Today is Halloween. Tonight is Fright Night!
For local football fans these things are among the most feared terrors of the darkest nights for those who bleed purple:
Offensive Line: The pass protection of this group has been as effective as a linen shirt to the talons of Freddy Kruger.
Joe Flacco injury: Nothing personal Tyrod Taylor but this represents an apocalypse of epic proportions for fans of the Baltimore Ravens.
Defensive Line: They hold their ground about as effectively as a vampire on a tanning bed.

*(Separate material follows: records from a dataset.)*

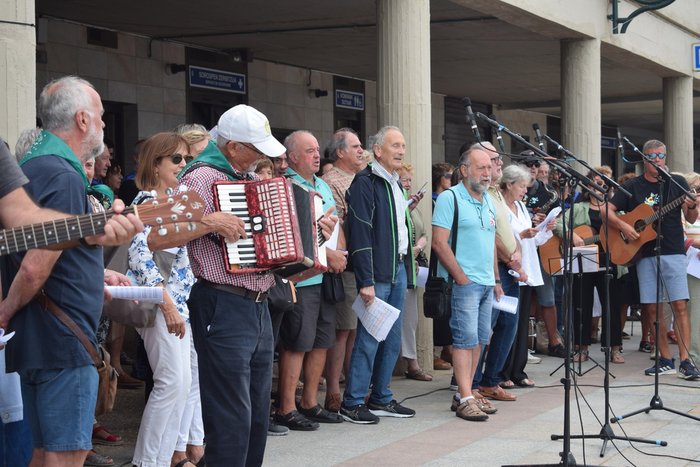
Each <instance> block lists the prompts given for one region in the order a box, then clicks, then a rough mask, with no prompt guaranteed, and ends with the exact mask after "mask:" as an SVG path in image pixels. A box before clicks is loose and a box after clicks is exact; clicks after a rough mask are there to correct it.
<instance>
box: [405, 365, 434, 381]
mask: <svg viewBox="0 0 700 467" xmlns="http://www.w3.org/2000/svg"><path fill="white" fill-rule="evenodd" d="M406 378H408V379H415V380H417V381H432V380H433V377H432V376H431V375H429V374H428V373H426V372H425V371H424V370H423V369H422V368H418V369H417V370H408V371H407V372H406Z"/></svg>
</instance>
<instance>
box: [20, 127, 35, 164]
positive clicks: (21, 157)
mask: <svg viewBox="0 0 700 467" xmlns="http://www.w3.org/2000/svg"><path fill="white" fill-rule="evenodd" d="M39 134H41V128H39V127H37V128H27V129H26V130H24V131H23V132H22V134H20V135H19V139H18V140H17V144H15V159H17V162H19V161H21V160H22V159H23V158H24V156H26V155H27V153H28V152H29V150H30V149H31V148H32V145H33V144H34V141H36V139H37V138H38V137H39Z"/></svg>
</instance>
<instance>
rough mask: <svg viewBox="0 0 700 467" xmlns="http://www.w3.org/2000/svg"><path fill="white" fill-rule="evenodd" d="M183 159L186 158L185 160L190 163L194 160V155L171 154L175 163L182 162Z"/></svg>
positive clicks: (174, 163)
mask: <svg viewBox="0 0 700 467" xmlns="http://www.w3.org/2000/svg"><path fill="white" fill-rule="evenodd" d="M162 157H168V156H162ZM182 159H185V162H186V163H187V164H189V163H190V162H192V161H193V160H194V156H190V155H189V154H186V155H184V156H183V155H182V154H172V155H171V156H170V160H172V161H173V164H179V163H180V162H182Z"/></svg>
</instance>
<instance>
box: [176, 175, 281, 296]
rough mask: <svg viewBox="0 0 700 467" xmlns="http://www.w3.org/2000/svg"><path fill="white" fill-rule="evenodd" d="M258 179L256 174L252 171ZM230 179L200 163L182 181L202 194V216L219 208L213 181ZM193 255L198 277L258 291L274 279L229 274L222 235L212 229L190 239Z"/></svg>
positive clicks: (246, 275)
mask: <svg viewBox="0 0 700 467" xmlns="http://www.w3.org/2000/svg"><path fill="white" fill-rule="evenodd" d="M231 170H233V171H234V172H236V173H237V174H239V175H240V176H241V178H242V179H245V178H246V177H244V176H243V174H241V172H238V171H237V170H236V169H234V168H233V167H231ZM251 175H252V176H253V177H254V178H255V180H258V178H257V175H255V174H251ZM219 181H228V177H226V175H224V174H223V173H221V172H219V171H218V170H216V169H214V168H212V167H199V168H197V169H194V170H193V171H191V172H189V173H187V174H185V175H184V176H183V177H182V179H181V180H180V183H181V184H183V185H185V186H187V187H188V188H189V189H190V190H194V191H196V192H197V193H198V194H199V196H201V197H202V200H203V201H204V204H205V207H204V210H203V212H202V215H203V216H206V215H207V214H211V213H213V212H216V211H217V209H216V207H215V204H214V183H215V182H219ZM187 250H188V252H189V255H190V263H191V265H192V272H193V273H194V275H195V277H197V278H202V279H205V280H208V281H209V282H214V283H216V284H229V285H236V286H238V287H245V288H246V289H248V290H253V291H256V292H264V291H267V290H268V289H269V288H270V287H272V286H273V285H274V283H275V279H274V277H273V275H272V274H270V273H264V274H230V273H229V272H227V271H226V264H225V263H226V260H225V259H224V251H223V238H222V237H221V236H219V235H218V234H216V233H214V232H212V233H210V234H208V235H204V236H203V237H199V238H196V239H194V240H191V241H190V242H189V243H188V244H187Z"/></svg>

Jimmy Smith: Can he pick up the slack for the injured Lardarius Webb? Will he continue to go for WR tricks and fail to deliver treats? Is he a star on the rise or a bust in the making?
Lack of investment in LBS: The Ravens too often shop at the Dollar Store when it comes to new soldiers for General Ray Lewis. His flanks are as exposed and a nightmare, once unthinkable has become a frightening reality – a bad linebacker corps.
Dean Pees: Like a mad scientist how performs a lobotomy on your favorite super hero, he has been the equivalent of Ravens kryptonite. His strange brew has dropped the team’s defense to among the league’s worst.
Cam Cameron: His Zombie-like play calling has the Ravens offense playing like the living dead on the road.